NIH Research Matters
January 26, 2009
Space Technology Yields New Cataract Detection Technique
A compact fiber-optic probe developed for the space program has now been used to create the first non-invasive device for early detection of cataracts, the leading cause of vision loss worldwide.
A cataract is a clouding of the eye lens. The lens focuses light onto the retina at the back of the eye, where images are recorded. The lens is made mostly of water and protein arranged to keep the lens clear and let light pass through. But as we age, some of the proteins can clump together and form a cataract that clouds an area of the lens. Over time, the cataract can grow larger, making it harder to see. When the vision loss from a cataract interferes with your everyday activities, it needs to be removed surgically.
If the subtle protein changes leading to a cataract could be detected early, people might be able to cut their cataract risk by making simple lifestyle changes, such as reducing sun exposure, quitting smoking, stopping certain medications and controlling diabetes. Dr. Rafat R. Ansari, a senior scientist at NASA’s John H. Glenn Research Center and co-author of the new study, first brought an idea to the attention of vision researchers at NIH’s National Eye Institute (NEI) when he learned that his father’s cataracts were caused by changes in lens proteins. Ansari knew of a laser light technique called dynamic light scattering (DLS), which was initially developed to analyze the growth of protein crystals in a zero-gravity space environment. He thought that DLS might also be employed as part of a simple, safe eye test for detecting early protein changes in the lens.

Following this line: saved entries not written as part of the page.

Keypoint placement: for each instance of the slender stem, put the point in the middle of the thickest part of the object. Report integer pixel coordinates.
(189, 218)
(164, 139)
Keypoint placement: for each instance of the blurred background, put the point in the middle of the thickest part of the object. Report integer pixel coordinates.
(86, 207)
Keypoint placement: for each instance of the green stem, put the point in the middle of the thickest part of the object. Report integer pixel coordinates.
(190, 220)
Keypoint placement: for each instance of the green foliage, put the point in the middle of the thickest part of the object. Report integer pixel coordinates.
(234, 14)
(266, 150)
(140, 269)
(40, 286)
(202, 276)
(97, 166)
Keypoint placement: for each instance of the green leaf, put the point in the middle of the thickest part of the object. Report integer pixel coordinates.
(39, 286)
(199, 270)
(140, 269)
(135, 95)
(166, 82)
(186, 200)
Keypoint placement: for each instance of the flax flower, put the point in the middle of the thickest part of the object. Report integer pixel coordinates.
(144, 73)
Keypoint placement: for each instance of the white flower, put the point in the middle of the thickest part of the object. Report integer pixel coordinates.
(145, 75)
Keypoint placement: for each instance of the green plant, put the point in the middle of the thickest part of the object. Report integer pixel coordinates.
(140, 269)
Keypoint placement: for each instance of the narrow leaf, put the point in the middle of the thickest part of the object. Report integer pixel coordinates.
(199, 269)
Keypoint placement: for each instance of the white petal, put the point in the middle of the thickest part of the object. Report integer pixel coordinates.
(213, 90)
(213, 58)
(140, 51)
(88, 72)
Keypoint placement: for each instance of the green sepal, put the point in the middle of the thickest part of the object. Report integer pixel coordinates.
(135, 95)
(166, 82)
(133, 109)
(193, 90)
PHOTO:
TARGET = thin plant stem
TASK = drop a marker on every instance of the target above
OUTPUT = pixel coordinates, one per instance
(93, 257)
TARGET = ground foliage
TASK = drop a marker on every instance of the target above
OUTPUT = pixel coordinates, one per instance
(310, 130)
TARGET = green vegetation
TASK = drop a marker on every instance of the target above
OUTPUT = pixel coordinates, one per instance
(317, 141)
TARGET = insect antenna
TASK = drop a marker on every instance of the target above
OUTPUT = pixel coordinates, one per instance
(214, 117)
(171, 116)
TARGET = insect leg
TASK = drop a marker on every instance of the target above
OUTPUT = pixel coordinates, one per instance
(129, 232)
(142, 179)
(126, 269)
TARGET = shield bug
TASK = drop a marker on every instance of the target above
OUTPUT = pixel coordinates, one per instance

The researchers honed in on a lens protein called alpha-crystallin, which is known to bind to other lens proteins when they become damaged, preventing them from bunching together to form a cataract. People are born with a fixed amount of alpha-crystallin, so if the supply becomes depleted due to radiation exposure, smoking, diabetes or other causes, a cataract is more likely to form.
The scientists created a device that shines a low-power laser light on the lens. The light scattered by randomly moving particles in the lens is measured for 5 seconds. The researchers determined alpha-crystallin’s light-scattering ability and then used animal models to develop a technique for detecting and measuring the amount of alpha-crystallin in lenses.
In their latest study, published in the December 2008 Archives of Ophthalmology, the research team reported the results of the device’s first clinical trial. They tested it in 380 eyes of people from age 7 to 86 years old. The eye lenses ranged from clear to severe cloudiness from a cataract. The scientists found that as cloudiness increased, alpha-crystallin in the lenses decreased. Alpha-crystallin levels also decreased as the participants’ ages increased, even when the lenses were still transparent. Such age-related, pre-cataract changes can’t be detected by currently available tools.
“By the time the eye’s lens appears cloudy from a cataract, it is too late to reverse or medically treat this process,” said Dr. Manuel B. Datiles III, NEI medical officer and lead author of the clinical study. “This technology can detect the earliest damage to lens proteins, triggering an early warning for cataract formation and blindness.”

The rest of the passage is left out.